The blazing new single from the Moncton, New Brunswick-based band’s meticulously crafted new album, Unentitled, the release is a labour of love accounting for various rock styles — including blues, punk, and doom.
As the band maintains, “we don’t discriminate when it comes to riffs…
“If it rips, it rips.”
Truce’s seamless musical chemistry puts forth the best qualities of all band members, with a tight playing style that is often associated with the highest performing acts in the world.
The blistering new track came together quickly and is inspired by those who talk the talk but don’t follow through on what they say. Truce‘s use of music as a means to connect with audiences based on critical issues is a deliberate choice. “Our songs usually stem from life, death, social injustice, sobriety, current events or whatever else strikes a passionate idea in our hands or mind,” they share.

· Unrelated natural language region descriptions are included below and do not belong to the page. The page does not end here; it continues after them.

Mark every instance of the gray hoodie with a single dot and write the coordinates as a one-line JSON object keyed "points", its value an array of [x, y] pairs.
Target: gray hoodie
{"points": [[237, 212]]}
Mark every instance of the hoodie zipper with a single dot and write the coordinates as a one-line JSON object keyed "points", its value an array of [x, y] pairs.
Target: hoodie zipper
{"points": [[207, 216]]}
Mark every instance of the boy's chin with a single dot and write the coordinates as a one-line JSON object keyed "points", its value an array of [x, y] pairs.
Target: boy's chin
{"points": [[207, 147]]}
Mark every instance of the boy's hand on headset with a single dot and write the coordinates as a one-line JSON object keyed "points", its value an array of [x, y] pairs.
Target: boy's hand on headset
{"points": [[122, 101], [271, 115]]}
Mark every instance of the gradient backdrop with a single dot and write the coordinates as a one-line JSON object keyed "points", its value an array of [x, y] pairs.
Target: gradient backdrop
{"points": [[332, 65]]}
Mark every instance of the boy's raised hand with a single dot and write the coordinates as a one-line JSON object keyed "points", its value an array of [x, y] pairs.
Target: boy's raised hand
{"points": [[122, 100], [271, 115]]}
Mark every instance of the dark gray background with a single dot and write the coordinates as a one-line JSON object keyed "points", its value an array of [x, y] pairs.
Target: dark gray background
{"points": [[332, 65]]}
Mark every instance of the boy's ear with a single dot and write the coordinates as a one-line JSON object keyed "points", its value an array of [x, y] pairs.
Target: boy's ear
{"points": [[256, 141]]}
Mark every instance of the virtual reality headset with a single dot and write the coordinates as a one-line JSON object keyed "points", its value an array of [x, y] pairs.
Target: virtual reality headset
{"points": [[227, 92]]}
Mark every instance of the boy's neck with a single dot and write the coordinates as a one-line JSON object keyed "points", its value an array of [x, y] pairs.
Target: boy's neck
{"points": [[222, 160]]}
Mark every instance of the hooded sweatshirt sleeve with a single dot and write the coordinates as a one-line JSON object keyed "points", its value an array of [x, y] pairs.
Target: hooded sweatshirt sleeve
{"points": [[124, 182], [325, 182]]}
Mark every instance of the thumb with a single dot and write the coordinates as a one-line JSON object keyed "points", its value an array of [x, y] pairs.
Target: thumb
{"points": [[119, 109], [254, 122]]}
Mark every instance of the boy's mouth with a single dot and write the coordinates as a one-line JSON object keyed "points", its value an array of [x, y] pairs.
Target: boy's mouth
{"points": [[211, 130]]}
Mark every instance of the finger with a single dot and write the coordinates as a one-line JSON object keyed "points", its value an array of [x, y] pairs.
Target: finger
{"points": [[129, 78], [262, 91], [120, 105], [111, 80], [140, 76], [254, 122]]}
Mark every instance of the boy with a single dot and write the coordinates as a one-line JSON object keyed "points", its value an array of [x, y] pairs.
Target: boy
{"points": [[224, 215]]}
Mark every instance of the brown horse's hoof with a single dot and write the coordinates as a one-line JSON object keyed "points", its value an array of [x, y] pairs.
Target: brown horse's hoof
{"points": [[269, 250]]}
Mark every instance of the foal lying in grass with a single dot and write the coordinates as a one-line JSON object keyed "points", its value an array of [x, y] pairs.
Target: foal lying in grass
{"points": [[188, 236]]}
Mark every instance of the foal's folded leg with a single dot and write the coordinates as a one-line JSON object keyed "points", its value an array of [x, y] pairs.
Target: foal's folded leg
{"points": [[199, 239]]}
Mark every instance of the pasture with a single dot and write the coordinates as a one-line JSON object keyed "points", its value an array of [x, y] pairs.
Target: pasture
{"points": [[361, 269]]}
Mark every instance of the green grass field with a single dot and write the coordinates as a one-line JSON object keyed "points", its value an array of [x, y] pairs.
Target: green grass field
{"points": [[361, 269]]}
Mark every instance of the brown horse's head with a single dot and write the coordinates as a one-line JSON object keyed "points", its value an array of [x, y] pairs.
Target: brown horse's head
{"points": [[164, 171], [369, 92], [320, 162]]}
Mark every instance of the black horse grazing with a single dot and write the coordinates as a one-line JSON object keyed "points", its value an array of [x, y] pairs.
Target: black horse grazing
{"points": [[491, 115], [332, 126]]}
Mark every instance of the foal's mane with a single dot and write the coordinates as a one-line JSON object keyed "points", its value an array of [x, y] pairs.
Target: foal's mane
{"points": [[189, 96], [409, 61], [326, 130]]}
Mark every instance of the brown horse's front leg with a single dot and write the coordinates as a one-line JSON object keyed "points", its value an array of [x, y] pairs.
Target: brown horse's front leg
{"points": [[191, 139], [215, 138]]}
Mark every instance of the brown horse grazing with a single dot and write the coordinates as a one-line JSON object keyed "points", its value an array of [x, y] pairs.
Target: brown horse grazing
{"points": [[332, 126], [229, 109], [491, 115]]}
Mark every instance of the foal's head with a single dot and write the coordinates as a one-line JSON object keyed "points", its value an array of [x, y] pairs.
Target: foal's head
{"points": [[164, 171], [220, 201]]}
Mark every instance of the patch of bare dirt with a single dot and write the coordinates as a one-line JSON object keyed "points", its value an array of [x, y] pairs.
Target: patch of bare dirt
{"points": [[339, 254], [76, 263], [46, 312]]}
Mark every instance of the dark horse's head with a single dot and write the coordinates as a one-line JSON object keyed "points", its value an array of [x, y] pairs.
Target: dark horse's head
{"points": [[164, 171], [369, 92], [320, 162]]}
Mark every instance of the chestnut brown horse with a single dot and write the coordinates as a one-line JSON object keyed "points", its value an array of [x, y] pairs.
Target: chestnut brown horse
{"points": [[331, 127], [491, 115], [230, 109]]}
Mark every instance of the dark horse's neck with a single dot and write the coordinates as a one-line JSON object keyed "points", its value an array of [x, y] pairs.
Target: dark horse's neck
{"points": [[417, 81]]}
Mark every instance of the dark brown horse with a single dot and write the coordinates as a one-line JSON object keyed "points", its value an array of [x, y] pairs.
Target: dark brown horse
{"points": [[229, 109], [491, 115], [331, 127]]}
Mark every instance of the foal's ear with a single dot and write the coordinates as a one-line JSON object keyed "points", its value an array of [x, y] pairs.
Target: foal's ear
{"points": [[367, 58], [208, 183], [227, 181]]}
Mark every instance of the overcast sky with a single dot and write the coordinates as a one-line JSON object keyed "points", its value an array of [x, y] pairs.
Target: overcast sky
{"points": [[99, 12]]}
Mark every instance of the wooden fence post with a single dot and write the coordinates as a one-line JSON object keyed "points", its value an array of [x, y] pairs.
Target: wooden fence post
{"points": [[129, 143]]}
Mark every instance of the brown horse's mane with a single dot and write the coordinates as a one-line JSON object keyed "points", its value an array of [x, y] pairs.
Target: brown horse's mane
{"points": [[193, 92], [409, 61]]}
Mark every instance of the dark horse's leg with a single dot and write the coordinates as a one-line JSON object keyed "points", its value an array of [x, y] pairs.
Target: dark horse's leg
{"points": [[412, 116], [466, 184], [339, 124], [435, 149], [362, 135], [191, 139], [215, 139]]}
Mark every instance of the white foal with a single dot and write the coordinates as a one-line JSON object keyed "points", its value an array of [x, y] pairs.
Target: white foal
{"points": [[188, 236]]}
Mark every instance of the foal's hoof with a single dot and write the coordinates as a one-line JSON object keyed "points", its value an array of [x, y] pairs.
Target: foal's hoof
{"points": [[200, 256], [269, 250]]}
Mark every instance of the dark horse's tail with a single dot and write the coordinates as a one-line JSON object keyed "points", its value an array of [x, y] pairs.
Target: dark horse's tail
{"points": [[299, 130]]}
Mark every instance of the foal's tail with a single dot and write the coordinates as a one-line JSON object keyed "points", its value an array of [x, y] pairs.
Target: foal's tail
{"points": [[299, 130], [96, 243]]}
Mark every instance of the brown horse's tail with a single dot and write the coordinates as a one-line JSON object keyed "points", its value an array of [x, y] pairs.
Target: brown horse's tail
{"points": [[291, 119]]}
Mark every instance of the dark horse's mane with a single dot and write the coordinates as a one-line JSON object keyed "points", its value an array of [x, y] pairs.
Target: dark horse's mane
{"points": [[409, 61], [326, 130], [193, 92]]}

The visceral lyrics on “Holyroller” are brought to life by the soaring vocal work of singer/guitarist Spencer Davis who pierces the skies with an electric performance worthy of rock legend.
“No time for ya holyroller
For not a word you say
You’ve been singing it wrong for way too long
Truth rising from the shadows
Shines a light on your ways
Righteous pay under guise of God”
Truce is the result of determination and a no-nonsense attitude when it comes to work ethic and artistic compromise. It all began when singer/guitarist Spencer Davis and lead guitarist Red Kang decided to stop covering other bands and perform original music together. Bassist Alex Lemieux had already played with Davis and Kang in other bands, so it was a natural fit. Rounding out the band is a longtime friend of the band and drummer Daniel Mills, who was brought in to keep it all together.
A sense of trust and loyalty are principles to their success not just as friends, but as experimental artists; Truce’s cohesion as a band stems from the strength of their relationship outside of music, and a general, philosophical acceptance of collaborating as bandmates. “We aren’t hobbyists or bandwagon players,” they say. “We’re lifetime, committed musicians.
“It’s extremely comforting to know we can turn any musical corner and be relevant.”